Undesirable Memorization in Large Language Models: A Survey
Ali Satvaty, Suzan Verberne, Fatih Turkmen
TL;DR
This survey addresses the privacy and security risks of memorization in large language models, proposing a three-dimensional taxonomy across granularity, retrievability, and desirability. It surveys measurement approaches (string matching, exposure, inference attacks, counterfactuality, and prompt compression), identifies drivers (model size, data characteristics, prompts, and decoding), and reviews mitigation strategies (data deduplication, differential privacy, unlearning, and heuristics).
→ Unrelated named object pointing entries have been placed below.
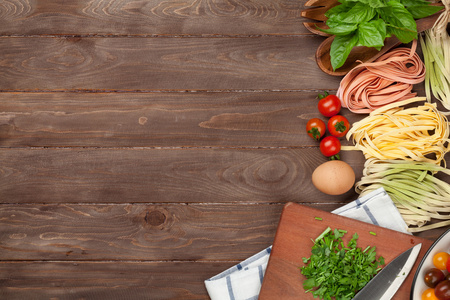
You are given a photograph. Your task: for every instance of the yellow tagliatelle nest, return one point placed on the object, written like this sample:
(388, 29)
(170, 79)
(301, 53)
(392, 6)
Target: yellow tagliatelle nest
(395, 132)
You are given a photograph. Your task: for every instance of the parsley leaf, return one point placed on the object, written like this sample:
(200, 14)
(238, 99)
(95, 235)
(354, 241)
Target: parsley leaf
(338, 270)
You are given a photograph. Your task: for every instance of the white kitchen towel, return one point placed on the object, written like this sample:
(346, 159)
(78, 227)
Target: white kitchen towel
(243, 281)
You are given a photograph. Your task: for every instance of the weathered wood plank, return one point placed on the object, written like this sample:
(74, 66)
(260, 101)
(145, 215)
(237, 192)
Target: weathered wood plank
(136, 232)
(153, 17)
(268, 63)
(140, 232)
(164, 175)
(107, 280)
(229, 119)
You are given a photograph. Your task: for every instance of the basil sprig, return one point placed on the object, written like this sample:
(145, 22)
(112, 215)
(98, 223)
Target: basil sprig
(369, 22)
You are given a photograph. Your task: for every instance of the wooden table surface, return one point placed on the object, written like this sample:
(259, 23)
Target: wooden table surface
(146, 146)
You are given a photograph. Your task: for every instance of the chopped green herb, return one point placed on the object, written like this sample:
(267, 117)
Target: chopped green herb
(338, 270)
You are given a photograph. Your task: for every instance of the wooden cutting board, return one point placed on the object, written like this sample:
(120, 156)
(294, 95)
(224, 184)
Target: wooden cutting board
(293, 241)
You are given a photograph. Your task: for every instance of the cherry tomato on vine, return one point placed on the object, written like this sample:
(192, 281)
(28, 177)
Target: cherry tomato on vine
(338, 125)
(442, 290)
(440, 260)
(448, 265)
(433, 276)
(330, 147)
(428, 294)
(329, 105)
(315, 128)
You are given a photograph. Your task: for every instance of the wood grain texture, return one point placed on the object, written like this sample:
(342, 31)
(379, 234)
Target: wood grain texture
(107, 280)
(267, 63)
(164, 175)
(153, 17)
(222, 119)
(152, 232)
(138, 232)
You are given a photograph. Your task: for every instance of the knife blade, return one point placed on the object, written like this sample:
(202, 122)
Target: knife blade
(386, 283)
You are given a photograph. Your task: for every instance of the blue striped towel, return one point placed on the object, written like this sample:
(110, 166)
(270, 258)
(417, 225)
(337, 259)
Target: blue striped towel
(243, 281)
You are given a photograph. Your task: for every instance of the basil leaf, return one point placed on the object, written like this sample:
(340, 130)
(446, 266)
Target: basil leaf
(338, 28)
(422, 11)
(340, 49)
(359, 13)
(414, 2)
(399, 21)
(372, 34)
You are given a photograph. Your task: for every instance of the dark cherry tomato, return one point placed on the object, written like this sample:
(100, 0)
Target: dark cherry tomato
(440, 260)
(330, 147)
(329, 105)
(442, 290)
(433, 276)
(338, 125)
(315, 128)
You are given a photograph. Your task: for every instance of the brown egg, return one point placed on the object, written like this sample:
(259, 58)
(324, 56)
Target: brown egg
(333, 177)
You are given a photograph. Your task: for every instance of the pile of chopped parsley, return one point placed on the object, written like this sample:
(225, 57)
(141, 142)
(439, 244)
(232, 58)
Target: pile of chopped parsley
(338, 270)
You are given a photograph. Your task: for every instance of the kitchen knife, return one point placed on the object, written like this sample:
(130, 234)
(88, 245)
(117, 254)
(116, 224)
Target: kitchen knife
(386, 283)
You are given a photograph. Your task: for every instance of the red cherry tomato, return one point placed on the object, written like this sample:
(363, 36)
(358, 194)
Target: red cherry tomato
(315, 128)
(440, 260)
(338, 125)
(442, 290)
(330, 147)
(329, 105)
(428, 294)
(448, 265)
(433, 276)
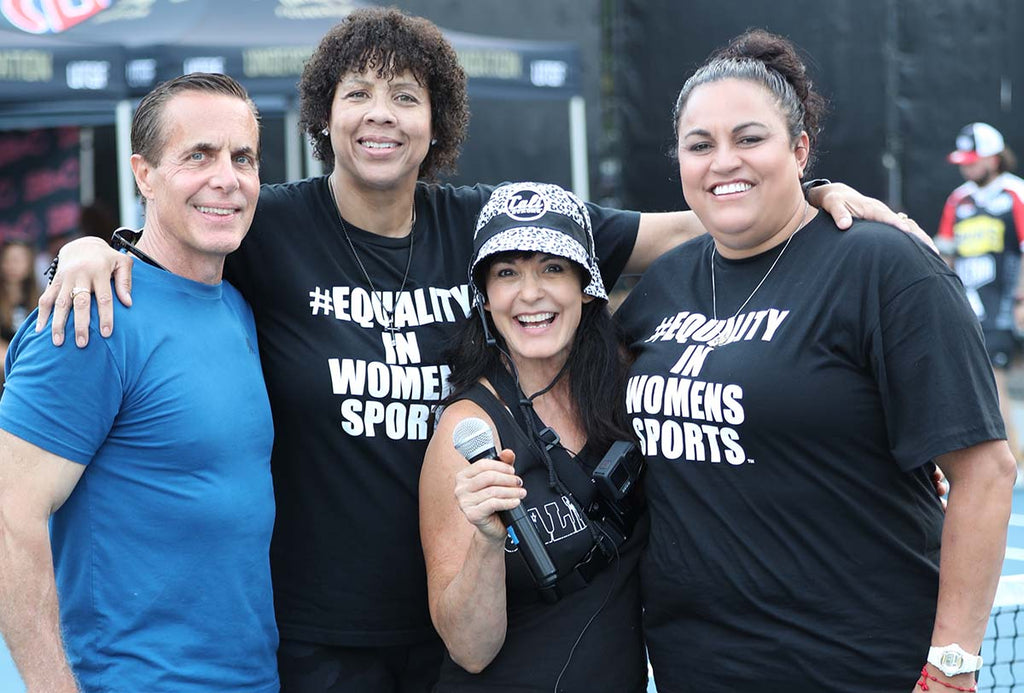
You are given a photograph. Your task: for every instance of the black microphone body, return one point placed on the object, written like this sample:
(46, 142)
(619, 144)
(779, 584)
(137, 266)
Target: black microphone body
(470, 441)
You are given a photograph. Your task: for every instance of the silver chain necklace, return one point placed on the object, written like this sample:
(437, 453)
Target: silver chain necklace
(723, 337)
(388, 314)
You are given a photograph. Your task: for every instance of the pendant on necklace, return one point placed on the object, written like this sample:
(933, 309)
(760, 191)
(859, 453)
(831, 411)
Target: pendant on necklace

The authors articulate a comprehensive research agenda, highlighting future work on balancing privacy with performance, distinguishing memorization from understanding, and examining memorization in conversational agents, RAG systems, multilingual models, and diffusion-language-model contexts. The work aims to guide researchers and practitioners in auditing, defending, and responsibly deploying LLMs with respect to memorization risks.
Abstract
While recent research increasingly showcases the remarkable capabilities of Large Language Models (LLMs), it is equally crucial to examine their associated risks. Among these, privacy and security vulnerabilities are particularly concerning, posing significant ethical and legal challenges. At the heart of these vulnerabilities stands memorization, which refers to a model's tendency to store and reproduce phrases from its training data. This phenomenon has been shown to be a fundamental source to various privacy and security attacks against LLMs. In this paper, we provide a taxonomy of the literature on LLM memorization, exploring it across three dimensions: granularity, retrievability, and desirability. Next, we discuss the metrics and methods used to quantify memorization, followed by an analysis of the causes and factors that contribute to memorization phenomenon. We then explore strategies that are used so far to mitigate the undesirable aspects of this phenomenon. We conclude our survey by identifying potential research topics for the near future, including methods to balance privacy and performance, and the analysis of memorization in specific LLM contexts such as conversational agents, retrieval-augmented generation, and diffusion language models. Given the rapid research pace in this field, we also maintain a dedicated repository of the references discussed in this survey which will be regularly updated to reflect the latest developments.